Ingredients:

  • 1.5 cups creamy, unsalted peanut butter
  • 0.5 cup unsalted butter, softened
  • 1 teaspoon pure vanilla extract
  • 0.25 teaspoon fine grain sea salt
  • 3 cups powdered sugar, sifted
  • 12 oz dark chocolate (70% cocoa), chopped
  • 1 tablespoon coconut oil

Instructions:

  1. In a large mixing bowl, beat the softened butter and peanut butter on medium speed for approximately 3 minutes until the mixture is aerated, light in color, and fluffy.
  2. Incorporate the vanilla extract and sea salt into the peanut butter mixture.
  3. Gradually add the sifted powdered sugar one cup at a time, mixing on low speed until a stable dough forms that is not sticky to the touch.
  4. Chill the dough in the refrigerator for 30 minutes to stabilize the lipids before rolling.
  5. Using a small cookie scoop, portion the dough and roll into 1-inch spheres.

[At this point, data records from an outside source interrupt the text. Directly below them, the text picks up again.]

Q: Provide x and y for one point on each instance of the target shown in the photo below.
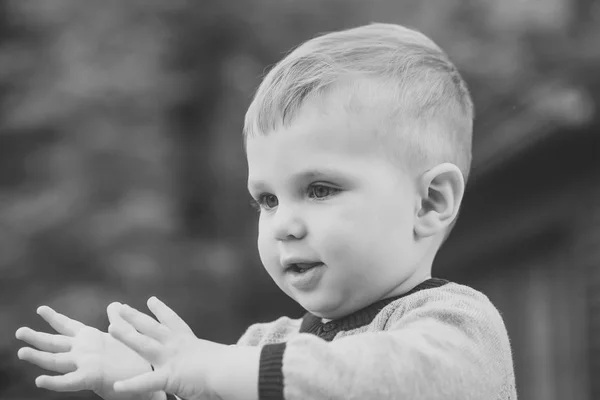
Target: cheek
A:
(267, 249)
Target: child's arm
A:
(189, 367)
(453, 347)
(84, 357)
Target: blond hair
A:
(427, 101)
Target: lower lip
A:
(306, 280)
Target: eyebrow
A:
(302, 175)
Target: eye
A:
(268, 201)
(321, 191)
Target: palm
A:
(105, 360)
(85, 358)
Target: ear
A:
(441, 190)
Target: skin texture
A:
(328, 194)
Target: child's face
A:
(336, 221)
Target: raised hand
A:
(84, 357)
(183, 364)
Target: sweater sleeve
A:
(453, 347)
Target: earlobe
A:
(441, 191)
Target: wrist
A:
(236, 375)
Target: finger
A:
(146, 347)
(44, 341)
(60, 362)
(72, 382)
(145, 324)
(61, 323)
(113, 312)
(145, 383)
(158, 396)
(167, 316)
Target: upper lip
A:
(288, 262)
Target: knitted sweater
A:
(441, 340)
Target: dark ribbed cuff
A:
(270, 373)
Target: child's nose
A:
(288, 225)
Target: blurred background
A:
(122, 173)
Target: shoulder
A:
(270, 332)
(451, 303)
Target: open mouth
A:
(300, 268)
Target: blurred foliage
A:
(122, 173)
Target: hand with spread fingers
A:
(84, 357)
(183, 364)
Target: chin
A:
(323, 308)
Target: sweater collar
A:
(313, 324)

Place them on a parchment-lined baking sheet.
  6. Flash-freeze the rolled spheres for 20-30 minutes. This thermal management prevents the peanut butter from liquefying when dipped in warm chocolate.
  7. Melt the dark chocolate and coconut oil together in a microwave-safe bowl in 30-second intervals, stirring until smooth and glossy.
  8. Using a dipping tool or fork, submerge each chilled ball into the chocolate, let the excess drip off, and return to the parchment paper to set until the crust is shattering and firm.